Cette thèse part d'une réflexion sur la façon dont les théories de la démocratie participative et de la démocratie délibérative ont proposé de reconstruire les catégories de légitimité et de citoyenneté démocratiques, en rupture avec les optiques élitistes et néo-utilitaristes ainsi qu'avec le pluralisme des groupes d'intérêts. Notre travail développe une lecture critique du tournant délibératif de la théorie démocratique au prisme de la théorie de la reconnaissance,s'interrogeant en particulier sur le statut de l'idéal de la démocratie délibérative et sur la portée pratique de la figure du "citoyen délibératif". Nous montrons que les optiques délibératives développent une conception trop étroite de l'engagement civique. Nous nous penchons notamment sur les principales tensions qui caractérisent les théories de la délibération, comme la tension entre validité et inclusion et celle qui existe entre délibération et contestation. D'une part, nous montrons qu'une approche pragmatiste des processus délibératifs ouvre la piste d'un dépassement du dilemme de l'inclusion et de la validité. D'autre part, nous mettons en relief l'apport de la théorie républicaine qui dispose des ressources conceptuelles nous permettant de penser l'articulation entre délibération et contestation.
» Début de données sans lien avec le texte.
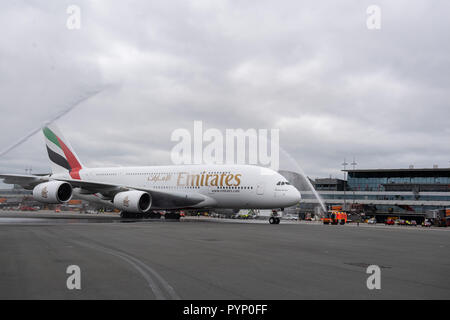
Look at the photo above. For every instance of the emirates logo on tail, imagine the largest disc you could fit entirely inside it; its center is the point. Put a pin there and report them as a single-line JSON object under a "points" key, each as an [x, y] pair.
{"points": [[126, 202], [44, 192]]}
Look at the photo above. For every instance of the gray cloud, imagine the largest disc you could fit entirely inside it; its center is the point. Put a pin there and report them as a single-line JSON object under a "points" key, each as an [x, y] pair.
{"points": [[311, 68]]}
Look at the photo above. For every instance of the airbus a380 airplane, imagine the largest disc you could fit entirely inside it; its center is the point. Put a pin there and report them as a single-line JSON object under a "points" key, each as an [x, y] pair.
{"points": [[140, 190]]}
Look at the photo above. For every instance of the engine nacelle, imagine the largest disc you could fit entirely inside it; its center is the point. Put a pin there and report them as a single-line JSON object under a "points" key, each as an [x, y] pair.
{"points": [[133, 201], [53, 192]]}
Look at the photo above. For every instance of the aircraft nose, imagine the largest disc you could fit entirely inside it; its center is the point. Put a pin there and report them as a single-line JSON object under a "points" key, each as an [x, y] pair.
{"points": [[294, 196]]}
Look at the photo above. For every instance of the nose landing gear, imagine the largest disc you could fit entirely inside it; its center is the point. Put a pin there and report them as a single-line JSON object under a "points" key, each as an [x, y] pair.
{"points": [[274, 219]]}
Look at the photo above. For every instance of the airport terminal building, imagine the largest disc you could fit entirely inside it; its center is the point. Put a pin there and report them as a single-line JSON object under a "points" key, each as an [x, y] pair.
{"points": [[408, 193]]}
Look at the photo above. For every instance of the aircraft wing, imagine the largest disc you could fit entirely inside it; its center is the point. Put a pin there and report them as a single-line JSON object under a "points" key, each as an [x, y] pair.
{"points": [[26, 181], [160, 199]]}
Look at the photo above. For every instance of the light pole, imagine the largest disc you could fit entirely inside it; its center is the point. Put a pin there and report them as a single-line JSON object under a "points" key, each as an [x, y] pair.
{"points": [[354, 164], [345, 164]]}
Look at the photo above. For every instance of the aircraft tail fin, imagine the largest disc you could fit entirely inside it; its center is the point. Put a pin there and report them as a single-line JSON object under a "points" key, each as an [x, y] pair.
{"points": [[62, 157]]}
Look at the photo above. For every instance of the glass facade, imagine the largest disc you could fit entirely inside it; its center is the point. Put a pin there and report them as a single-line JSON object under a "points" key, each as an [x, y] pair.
{"points": [[411, 191]]}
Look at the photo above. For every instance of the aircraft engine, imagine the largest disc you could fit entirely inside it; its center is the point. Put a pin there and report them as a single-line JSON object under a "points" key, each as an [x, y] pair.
{"points": [[53, 192], [133, 201]]}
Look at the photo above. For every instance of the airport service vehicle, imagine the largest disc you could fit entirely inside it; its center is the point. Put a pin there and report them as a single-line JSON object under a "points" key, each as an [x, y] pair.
{"points": [[335, 217], [139, 191]]}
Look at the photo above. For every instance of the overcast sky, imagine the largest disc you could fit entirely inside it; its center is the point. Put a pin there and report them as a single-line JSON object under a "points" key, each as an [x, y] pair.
{"points": [[312, 69]]}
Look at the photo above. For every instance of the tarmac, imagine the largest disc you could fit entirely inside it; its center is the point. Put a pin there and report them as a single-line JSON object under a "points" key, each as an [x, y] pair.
{"points": [[208, 258]]}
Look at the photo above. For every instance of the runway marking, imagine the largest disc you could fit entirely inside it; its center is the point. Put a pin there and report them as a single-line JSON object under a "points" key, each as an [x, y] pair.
{"points": [[141, 268]]}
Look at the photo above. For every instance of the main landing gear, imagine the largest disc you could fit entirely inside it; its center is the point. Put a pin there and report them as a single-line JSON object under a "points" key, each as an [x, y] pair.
{"points": [[146, 215], [172, 215], [274, 220]]}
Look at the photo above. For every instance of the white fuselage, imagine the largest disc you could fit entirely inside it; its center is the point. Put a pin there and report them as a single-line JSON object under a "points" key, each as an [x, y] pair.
{"points": [[223, 186]]}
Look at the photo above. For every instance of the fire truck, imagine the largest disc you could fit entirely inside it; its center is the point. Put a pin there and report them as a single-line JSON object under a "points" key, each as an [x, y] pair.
{"points": [[335, 217]]}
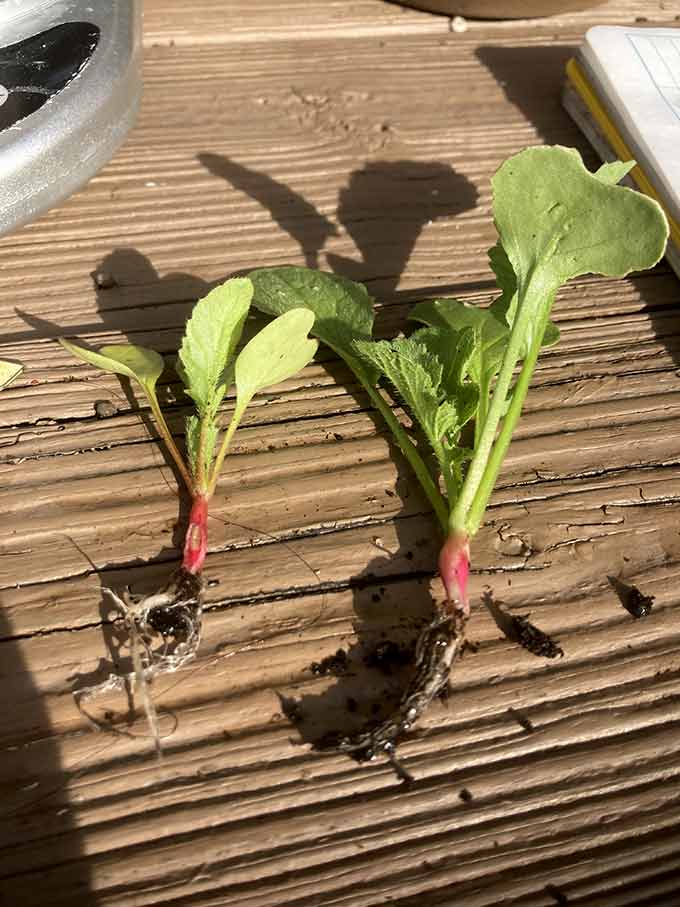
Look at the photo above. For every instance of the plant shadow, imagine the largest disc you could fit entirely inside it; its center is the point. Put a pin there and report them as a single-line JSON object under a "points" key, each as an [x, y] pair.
{"points": [[383, 208], [364, 681]]}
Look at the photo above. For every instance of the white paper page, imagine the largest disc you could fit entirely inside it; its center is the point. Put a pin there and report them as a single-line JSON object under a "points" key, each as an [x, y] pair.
{"points": [[637, 74]]}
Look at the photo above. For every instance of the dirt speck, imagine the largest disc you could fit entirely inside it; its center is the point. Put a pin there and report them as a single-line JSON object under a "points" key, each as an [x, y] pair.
{"points": [[635, 603], [337, 665], [104, 409]]}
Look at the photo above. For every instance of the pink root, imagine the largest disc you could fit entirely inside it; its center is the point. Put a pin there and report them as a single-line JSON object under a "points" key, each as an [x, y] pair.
{"points": [[454, 567], [196, 540]]}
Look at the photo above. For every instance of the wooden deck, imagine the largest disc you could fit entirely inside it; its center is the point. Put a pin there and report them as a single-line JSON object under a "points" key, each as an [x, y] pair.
{"points": [[360, 137]]}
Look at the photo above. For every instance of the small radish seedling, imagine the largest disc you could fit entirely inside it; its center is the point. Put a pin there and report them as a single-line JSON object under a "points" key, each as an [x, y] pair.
{"points": [[207, 366], [463, 376]]}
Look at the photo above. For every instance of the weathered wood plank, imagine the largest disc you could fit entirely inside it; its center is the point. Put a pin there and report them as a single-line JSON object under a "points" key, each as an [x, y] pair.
{"points": [[362, 137], [300, 20]]}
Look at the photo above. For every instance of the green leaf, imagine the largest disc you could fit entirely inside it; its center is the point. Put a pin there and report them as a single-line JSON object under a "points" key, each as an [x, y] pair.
{"points": [[343, 310], [209, 342], [416, 373], [278, 352], [556, 220], [489, 333], [505, 307], [9, 371], [144, 365]]}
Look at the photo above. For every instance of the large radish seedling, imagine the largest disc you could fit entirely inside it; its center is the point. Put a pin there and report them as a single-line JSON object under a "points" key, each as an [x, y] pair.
{"points": [[463, 376]]}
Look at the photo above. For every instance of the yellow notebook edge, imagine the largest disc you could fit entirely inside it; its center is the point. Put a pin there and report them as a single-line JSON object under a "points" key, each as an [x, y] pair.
{"points": [[580, 84]]}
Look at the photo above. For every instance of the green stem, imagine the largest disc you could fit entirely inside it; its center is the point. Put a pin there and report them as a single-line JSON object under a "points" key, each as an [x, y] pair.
{"points": [[495, 461], [482, 409], [166, 434], [409, 450], [224, 447], [201, 476], [485, 440]]}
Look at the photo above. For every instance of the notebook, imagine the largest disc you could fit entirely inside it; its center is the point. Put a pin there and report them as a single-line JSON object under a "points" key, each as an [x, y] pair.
{"points": [[623, 90]]}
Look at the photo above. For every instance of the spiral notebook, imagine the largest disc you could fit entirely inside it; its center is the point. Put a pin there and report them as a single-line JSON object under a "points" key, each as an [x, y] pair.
{"points": [[623, 90]]}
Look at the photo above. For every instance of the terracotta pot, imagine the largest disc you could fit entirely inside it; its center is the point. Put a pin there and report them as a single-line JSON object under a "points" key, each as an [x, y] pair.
{"points": [[502, 9]]}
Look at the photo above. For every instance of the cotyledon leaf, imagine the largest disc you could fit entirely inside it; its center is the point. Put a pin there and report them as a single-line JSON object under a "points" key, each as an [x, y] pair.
{"points": [[280, 350], [556, 220], [144, 365], [343, 309]]}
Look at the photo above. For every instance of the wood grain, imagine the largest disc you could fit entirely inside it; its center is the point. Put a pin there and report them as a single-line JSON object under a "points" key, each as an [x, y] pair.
{"points": [[360, 137]]}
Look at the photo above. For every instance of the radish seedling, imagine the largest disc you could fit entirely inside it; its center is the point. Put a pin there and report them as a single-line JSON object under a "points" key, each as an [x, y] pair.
{"points": [[458, 376], [207, 367]]}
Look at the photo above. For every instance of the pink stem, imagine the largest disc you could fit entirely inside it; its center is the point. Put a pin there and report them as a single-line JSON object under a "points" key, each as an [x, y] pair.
{"points": [[454, 567], [196, 540]]}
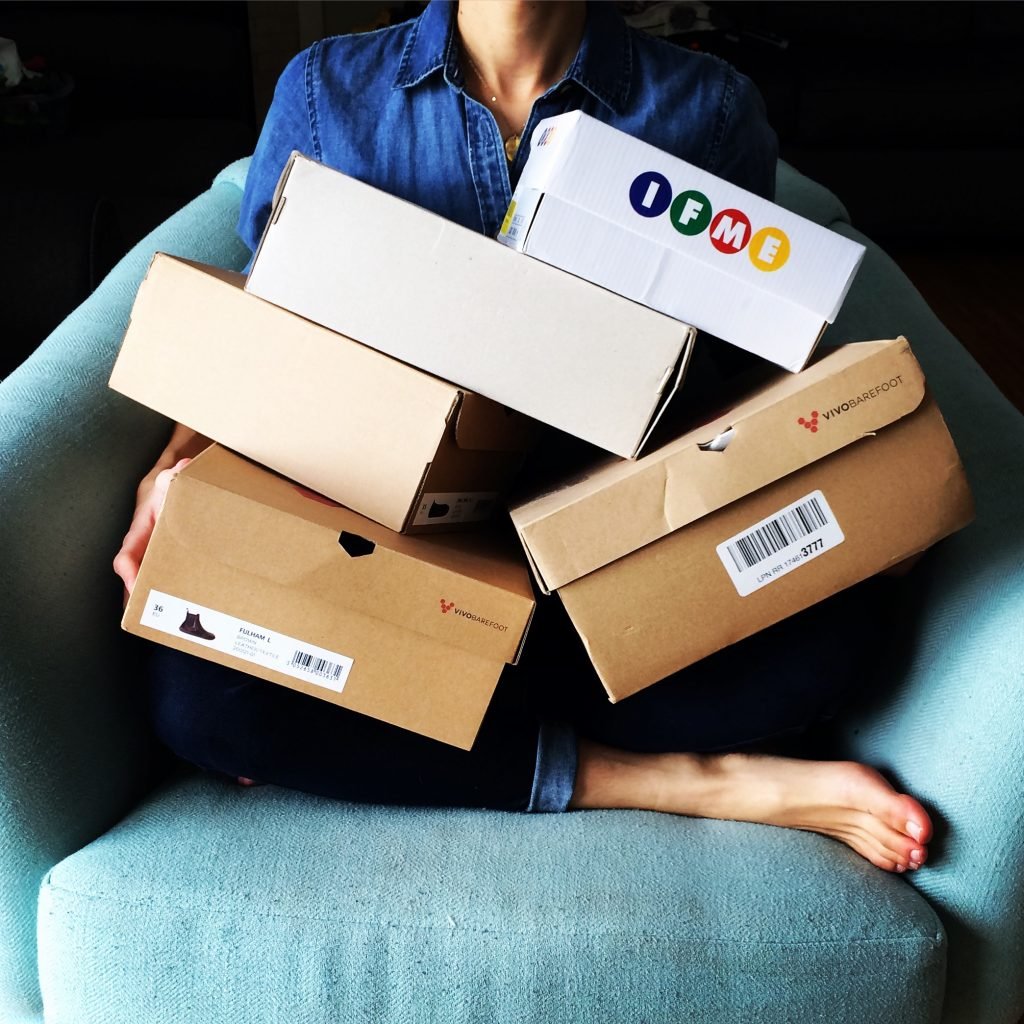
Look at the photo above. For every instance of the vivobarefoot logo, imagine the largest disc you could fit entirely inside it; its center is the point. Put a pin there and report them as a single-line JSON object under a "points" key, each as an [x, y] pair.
{"points": [[448, 606], [852, 402]]}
La théorie de la liberté comme non-domination débouche en effet sur une déclinaison de l'idéal délibératif comme idéal contestataire.Nous dégageons les atouts et les limites des versions qui en ont été proposées et nous défendons une reproblématisation de lidéal contestataire à l'aune d'un "républicanisme critique" reposant sur un dialogue entre théorie de la non-domination et théorie de la reconnaissance.